I'd usually point to the run that got them within two points early in the fourth quarter, but I had the sense Cleveland never really broke a sweat in this one. I mean, every time the Sixers made a run, the Cavs knew they'd be able to spring one of their 40% shooters for a wide-open three the next time down the court, and they did.
The highlight of the night was obviously Andre Iguodala's monster dunk in LeBron's face at the end of the first half. I wonder if they'll even show that on SportsCenter, my gut says no.
Now, the rotations:
First of all, I have a big problem with Willie playing 35 minutes when he's 3/11 from the floor, but he did grab 5 boards and hand out 4 assists, which I believe makes this the best game of his career. Seriously, though. Take a close look at the substitution pattern early in the fourth.

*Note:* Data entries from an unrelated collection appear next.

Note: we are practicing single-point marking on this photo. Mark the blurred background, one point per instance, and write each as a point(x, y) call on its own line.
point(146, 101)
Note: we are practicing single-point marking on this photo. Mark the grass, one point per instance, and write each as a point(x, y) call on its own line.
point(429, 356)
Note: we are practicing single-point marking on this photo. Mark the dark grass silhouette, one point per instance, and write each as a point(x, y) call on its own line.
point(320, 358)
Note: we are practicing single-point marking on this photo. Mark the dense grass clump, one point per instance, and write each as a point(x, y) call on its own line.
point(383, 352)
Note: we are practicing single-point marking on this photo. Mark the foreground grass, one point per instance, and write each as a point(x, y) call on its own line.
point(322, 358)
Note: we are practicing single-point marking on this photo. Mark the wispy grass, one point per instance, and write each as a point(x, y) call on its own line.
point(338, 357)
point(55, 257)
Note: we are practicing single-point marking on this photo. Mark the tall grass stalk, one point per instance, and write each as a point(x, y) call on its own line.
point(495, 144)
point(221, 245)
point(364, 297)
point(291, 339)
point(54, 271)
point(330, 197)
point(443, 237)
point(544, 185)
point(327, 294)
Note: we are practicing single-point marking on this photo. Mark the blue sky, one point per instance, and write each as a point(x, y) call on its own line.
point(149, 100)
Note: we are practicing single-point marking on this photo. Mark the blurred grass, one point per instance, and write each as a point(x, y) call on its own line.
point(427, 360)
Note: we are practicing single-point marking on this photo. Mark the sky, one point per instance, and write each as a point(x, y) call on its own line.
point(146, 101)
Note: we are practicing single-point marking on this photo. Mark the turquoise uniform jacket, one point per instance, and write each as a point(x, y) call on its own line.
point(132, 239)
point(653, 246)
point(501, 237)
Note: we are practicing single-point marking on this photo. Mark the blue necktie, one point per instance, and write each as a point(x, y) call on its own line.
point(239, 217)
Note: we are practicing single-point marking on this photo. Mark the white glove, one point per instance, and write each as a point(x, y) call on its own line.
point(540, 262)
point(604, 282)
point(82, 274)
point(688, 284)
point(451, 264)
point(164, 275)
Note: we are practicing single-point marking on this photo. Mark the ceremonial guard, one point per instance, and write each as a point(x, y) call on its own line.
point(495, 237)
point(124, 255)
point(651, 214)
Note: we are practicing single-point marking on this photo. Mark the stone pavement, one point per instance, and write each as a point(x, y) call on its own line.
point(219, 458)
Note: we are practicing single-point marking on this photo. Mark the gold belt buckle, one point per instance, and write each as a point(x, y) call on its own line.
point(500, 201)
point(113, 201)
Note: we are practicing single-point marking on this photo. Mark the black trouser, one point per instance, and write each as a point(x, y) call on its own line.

DiLeo went with Sammy, Speights, Ivey, Green and Lou to start the fourth. Both Andres on the bench. It was a risky strategy, and it actually paid off to start the quarter. As I said, Philly was able to trim the deficit to 2 points. Then Cleveland called a timeout at the 8:52 mark, after pushing the lead back up to 5. That is when DiLeo absolutely needed to get the Andres back in there. Instead, he brings Ratliff in and sits Sammy down, leaving the three-guard alignment of Ivey, Green and Williams on the perimeter.
By the 7:00 mark, the deficit was 9 and the game was pretty much over. At that point, he finally brought the Andres back in and had a decent offensive lineup on the floor, especially considering Lou's shooting on the night. Then, 47 seconds later, he decides to bring Willie back in the game at the two. I don't get the move, especially considering Willie's shooting woes, but there you have it. Any chance at a comeback was pretty much killed right there. I also don't understand why Sammy spent the final 9 minutes of the game on the bench, nor why Donyell Marshall never got off the bench.
All told, this double-digit loss at home was the best game the Sixers have played in their past four. That should tell you everything you need to know about this team's performance.Player of The Game:
Iguodala. Matching LeBron is no easy task.Team Record:
@ Toronto, Sunday night.
Miami lost in Boston, if you're into that whole "race" for the fifth seed.